Capacitor 8 makes Swift Package Manager the default on iOS, bumps the Android target to SDK 36, and upgrades to Kotlin 2.2. This guide covers three ways to bring your Capacitor plugin up to date — an automated CLI tool, AI-powered Capawesome Skills, or a fully manual upgrade.

Why Upgrade to Capacitor 8

Before jumping into the migration steps, here's why the upgrade matters for plugin authors:

  • Swift Package Manager by default: New iOS projects use SPM instead of CocoaPods. CocoaPods entered maintenance mode in August 2024 and its Specs repository will become read-only in December 2026. Updating your plugin's Package.swift ensures compatibility with SPM-based projects.
  • Android SDK 36: Targeting the latest Android platform keeps your plugin compatible with apps that follow Google's target API requirements.
  • Kotlin 2.2: The jump from Kotlin 1.9 to 2.2 is a major upgrade that brings performance improvements and language features, but also includes breaking changes like the removal of the kotlin-android-extensions plugin.
  • Edge-to-edge support: Capacitor 8 introduces a new System Bars plugin for managing status and navigation bar insets, replacing the removed adjustMarginsForEdgeToEdge config option.
  • Updated platform tooling: Xcode 26+ and Android Studio Otter (2025.2.1+) are now required.

What Changes at a Glance

Here's a summary of the most impactful changes for plugin authors. For the full list, see the official plugin upgrade guide.

Dependencies

  • Update @capacitor/core peer dependency to >=8.0.0.
  • Update @capacitor/cli, @capacitor/core, @capacitor/android, and @capacitor/ios dev dependencies to ^8.0.0.

Android

  • Compile and target SDK updated to 36, minimum SDK raised to 24.
  • Gradle wrapper updated to 8.14.3, Android Gradle Plugin (AGP) to 8.13.0.
  • Kotlin updated to 2.2.20.
  • Gradle syntax change: The space-assignment syntax is deprecated. Properties like compileSdk 36 must be written as compileSdk = 36.
  • Replace the deprecated kotlinOptions{} block with the new compilerOptions{} API.
  • Various AndroidX dependency version bumps (AppCompat, JUnit, Espresso, and others).

iOS

  • Deployment target raised to 15.0 in .podspec files and Podfile.
  • Update Package.swift to specify .iOS(.v15) and change the Capacitor SPM dependency from version 7.0.0 to 8.0.0.

Upgrade Options

There are three ways to upgrade — pick the one that best fits your project and workflow.

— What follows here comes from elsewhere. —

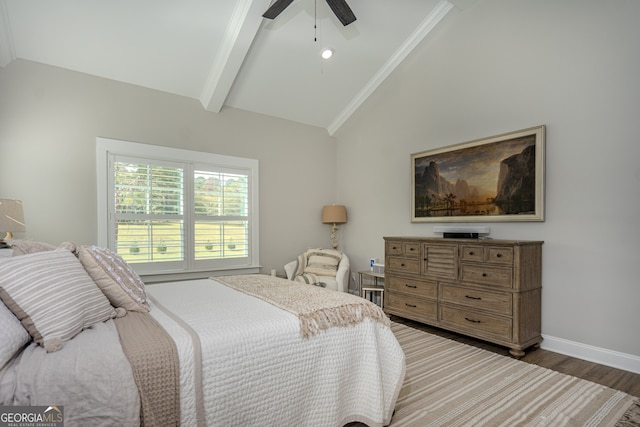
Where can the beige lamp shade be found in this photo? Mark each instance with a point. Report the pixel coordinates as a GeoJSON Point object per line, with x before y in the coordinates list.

Option 1: Upgrade Using the Capacitor CLI

The fastest way to upgrade your plugin is the official migration tool. Run the following command from your plugin's root directory:

npx @capacitor/plugin-migration-v7-to-v8@latest

The tool automatically updates your package.json dependencies, adjusts build.gradle values, updates the Gradle wrapper, bumps the iOS deployment target, and applies the Kotlin version change.

This works well for most plugins with a standard project structure. If your plugin has significant native customizations — custom Gradle configurations, non-standard directory layouts, or complex build scripts — you may need to handle some steps manually after the migration. Check the tool's output for any warnings or skipped steps.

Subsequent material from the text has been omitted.